Roma divisa tra Antonello Venditti e Lucio Battisti
Amsterdam chiama l’Italia risponde. Sulle rive del Tevere, il giallorosso è terreno fertile per Antonello Venditti e Lando Fiorini. La società dei magnaccioni si alterna al ritmo romantico di Grazie Roma, che ci fa sentire uniti anche se non ci conosciamo
Lucio Battisti e I Giardini di marzo sono incaricati, invece, di celebrare le vittorie della Lazio. Cieli immensi e immenso amore, magari bianchi e azzurri, come le maglie delle aquile capitoline.
Colore simile, ritmo più vivace a Napoli.
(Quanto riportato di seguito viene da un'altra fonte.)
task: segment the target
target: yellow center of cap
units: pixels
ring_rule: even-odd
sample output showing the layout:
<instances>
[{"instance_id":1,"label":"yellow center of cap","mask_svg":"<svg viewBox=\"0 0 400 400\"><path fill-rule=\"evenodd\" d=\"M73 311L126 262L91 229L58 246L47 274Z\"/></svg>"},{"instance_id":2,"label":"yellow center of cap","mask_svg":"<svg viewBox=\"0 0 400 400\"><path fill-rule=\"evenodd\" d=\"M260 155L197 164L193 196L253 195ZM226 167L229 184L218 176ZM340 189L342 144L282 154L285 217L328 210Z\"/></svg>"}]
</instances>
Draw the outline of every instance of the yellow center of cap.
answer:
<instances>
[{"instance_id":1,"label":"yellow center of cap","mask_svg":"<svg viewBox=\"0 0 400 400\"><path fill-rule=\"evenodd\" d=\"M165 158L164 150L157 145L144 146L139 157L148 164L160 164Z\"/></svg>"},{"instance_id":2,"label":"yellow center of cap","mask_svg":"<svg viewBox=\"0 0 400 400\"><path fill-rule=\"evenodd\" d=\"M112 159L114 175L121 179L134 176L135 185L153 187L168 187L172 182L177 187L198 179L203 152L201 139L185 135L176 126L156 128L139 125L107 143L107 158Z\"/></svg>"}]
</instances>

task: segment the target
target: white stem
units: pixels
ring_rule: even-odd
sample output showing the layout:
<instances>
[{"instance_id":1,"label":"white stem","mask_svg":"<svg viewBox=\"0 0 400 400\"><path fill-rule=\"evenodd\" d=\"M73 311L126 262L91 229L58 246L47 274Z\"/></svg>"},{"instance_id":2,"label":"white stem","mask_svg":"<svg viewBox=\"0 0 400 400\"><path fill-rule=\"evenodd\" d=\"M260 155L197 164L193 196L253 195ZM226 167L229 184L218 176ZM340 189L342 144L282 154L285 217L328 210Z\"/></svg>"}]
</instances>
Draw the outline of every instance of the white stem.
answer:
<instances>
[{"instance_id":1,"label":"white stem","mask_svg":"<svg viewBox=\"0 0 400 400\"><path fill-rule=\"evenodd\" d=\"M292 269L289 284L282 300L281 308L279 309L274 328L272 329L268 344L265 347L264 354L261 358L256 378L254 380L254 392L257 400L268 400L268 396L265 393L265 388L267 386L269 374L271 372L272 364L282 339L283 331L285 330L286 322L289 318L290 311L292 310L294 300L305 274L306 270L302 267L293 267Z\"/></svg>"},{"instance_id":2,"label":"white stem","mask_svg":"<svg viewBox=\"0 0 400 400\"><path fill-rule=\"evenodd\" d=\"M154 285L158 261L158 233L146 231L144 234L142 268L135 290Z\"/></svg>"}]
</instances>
O surdatu nnamoratu risale al 1915 e in origine descriveva l’animo triste dei giovani chiamati al fronte, adesso, finita la guerra, è emblema delle spedizioni vittoriose dei partenopei in giro per i campi della penisola e dell’Europa.
tifosi del napoli fuori dallo stadio
Tradizione popolare e sofferenza ritornano in Vitti na crozza (Ho visto un teschio). Lalallaleru lalleru lalleru Lalleru lalleru lalleru lallà, e via di balli sfrenati su e giù per gli stadi della Sicilia. Trentuno anni, un battito di ciglia, sono bastati a Rino Gaetano per ritagliarsi un posto nell’Olimpo della musica italiana. Genio ribelle, nacque a Crotone, dove le sue parole non smettono di scaldare ugole e cuori.
In fondo nel calcio come nella vita spesso Non c’erano soldi, ma tanta speranza. L’Eurovision delle curve è chiuso dalla Nazionale. Seven nations army, per tutti Popopo, ha accompagnato il trionfale mondiale del 2006. Per riascoltarla, basta schiacciare il tasto play o, in alternativa, andare allo stadio.